Подскажите, плз, как настроить кодировку, чтобы сообщения по-русски в Gaim'е нормально читались.

----------

## Vozhd

При использовании gaim-а в качестве jabber-ного клиента проблем с русским языком не наблюдается.

----------

## bobr[x3]

Да, действительно. Однако наблюдаются трудности при использовании jabber.ru и вовсе не в кодировках. Кроме того мне нужно использовать gaim в качастве msn- и icq-клиента. Вопрос все еще открыт.

----------

## @lexb

 *bobr[x3] wrote:*   

> Да, действительно. Однако наблюдаются трудности при использовании jabber.ru и вовсе не в кодировках. Кроме того мне нужно использовать gaim в качастве msn- и icq-клиента. Вопрос все еще открыт.
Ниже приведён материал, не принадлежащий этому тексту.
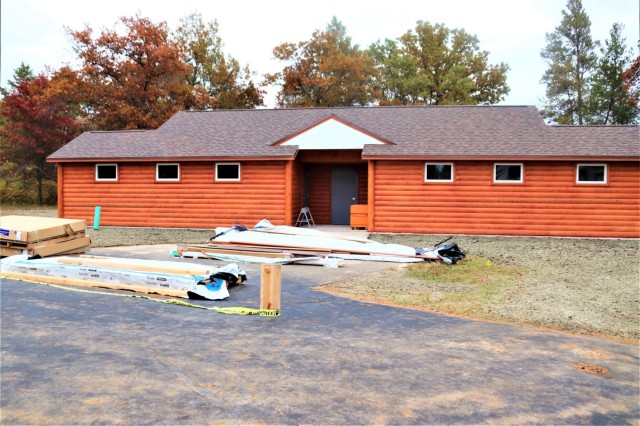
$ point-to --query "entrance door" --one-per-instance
(344, 193)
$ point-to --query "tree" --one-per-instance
(136, 80)
(36, 122)
(20, 74)
(221, 76)
(326, 70)
(437, 66)
(613, 101)
(570, 54)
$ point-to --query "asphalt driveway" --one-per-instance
(75, 358)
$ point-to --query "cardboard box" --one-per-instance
(76, 245)
(33, 229)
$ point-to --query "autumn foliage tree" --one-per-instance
(435, 65)
(220, 75)
(326, 70)
(136, 79)
(37, 120)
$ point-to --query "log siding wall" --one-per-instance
(197, 201)
(548, 203)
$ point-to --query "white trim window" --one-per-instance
(438, 172)
(167, 172)
(106, 172)
(591, 173)
(228, 172)
(508, 173)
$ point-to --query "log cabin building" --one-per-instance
(492, 170)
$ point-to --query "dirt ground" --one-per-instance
(589, 286)
(578, 285)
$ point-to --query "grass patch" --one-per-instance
(473, 287)
(470, 287)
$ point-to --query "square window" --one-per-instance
(591, 173)
(507, 173)
(107, 172)
(168, 172)
(228, 172)
(439, 172)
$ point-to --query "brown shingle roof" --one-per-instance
(427, 132)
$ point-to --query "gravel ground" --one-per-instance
(579, 285)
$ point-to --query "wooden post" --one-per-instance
(270, 287)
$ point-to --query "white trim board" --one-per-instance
(332, 134)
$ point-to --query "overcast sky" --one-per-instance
(513, 31)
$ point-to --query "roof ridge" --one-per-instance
(359, 107)
(580, 126)
(119, 131)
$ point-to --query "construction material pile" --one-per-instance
(177, 279)
(267, 243)
(42, 236)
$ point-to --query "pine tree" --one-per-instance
(570, 53)
(613, 101)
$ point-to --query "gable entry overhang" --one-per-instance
(332, 133)
(332, 173)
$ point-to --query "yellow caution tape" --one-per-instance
(228, 311)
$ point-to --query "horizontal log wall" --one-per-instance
(194, 202)
(549, 202)
(296, 191)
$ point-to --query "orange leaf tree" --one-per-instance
(134, 79)
(326, 70)
(37, 119)
(228, 84)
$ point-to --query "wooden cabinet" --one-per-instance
(359, 215)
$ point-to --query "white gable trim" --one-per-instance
(332, 134)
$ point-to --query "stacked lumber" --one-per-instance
(175, 279)
(43, 236)
(266, 243)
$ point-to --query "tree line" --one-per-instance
(140, 73)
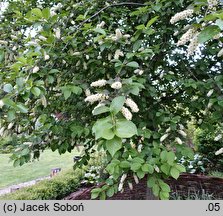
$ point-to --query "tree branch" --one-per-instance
(108, 6)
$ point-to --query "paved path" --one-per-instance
(21, 185)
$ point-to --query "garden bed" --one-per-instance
(186, 184)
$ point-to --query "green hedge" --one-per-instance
(54, 189)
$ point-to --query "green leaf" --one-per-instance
(208, 33)
(102, 195)
(125, 164)
(219, 23)
(164, 195)
(46, 13)
(67, 93)
(117, 104)
(9, 102)
(170, 158)
(76, 90)
(110, 192)
(125, 129)
(22, 108)
(180, 167)
(95, 193)
(2, 55)
(174, 172)
(140, 174)
(164, 186)
(156, 189)
(8, 88)
(148, 168)
(37, 12)
(135, 166)
(100, 30)
(165, 168)
(114, 145)
(103, 129)
(100, 110)
(137, 45)
(153, 20)
(133, 64)
(36, 91)
(151, 181)
(11, 115)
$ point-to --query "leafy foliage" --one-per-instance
(53, 52)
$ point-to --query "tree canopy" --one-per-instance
(116, 76)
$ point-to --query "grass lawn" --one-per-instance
(10, 175)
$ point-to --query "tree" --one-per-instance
(59, 60)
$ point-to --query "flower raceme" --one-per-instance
(116, 85)
(186, 37)
(99, 83)
(126, 113)
(95, 97)
(133, 106)
(181, 15)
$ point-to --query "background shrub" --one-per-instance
(54, 189)
(207, 146)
 никак... это глюк gaim'а он не может правильно определить кодировку у собеседника... (обычно проявляется на миранде)

----------

## bobr[x3]

Но ведь как-то ж люди его пользуют.

----------

## @lexb

 *bobr[x3] wrote:*   

> Но ведь как-то ж люди его пользуют.

 ага как jabber-клиент... подключают в нем транспорт аськовский и радуются...

----------

## padonak

в сорцах oscar.c поменяй iso8859 на cp1251 и в util.c тоже

сам не пробовал - но вроде по слухам работает %)

----------

## bobr[x3]

Неа, не помогает. Может кто еще что подскажет?

----------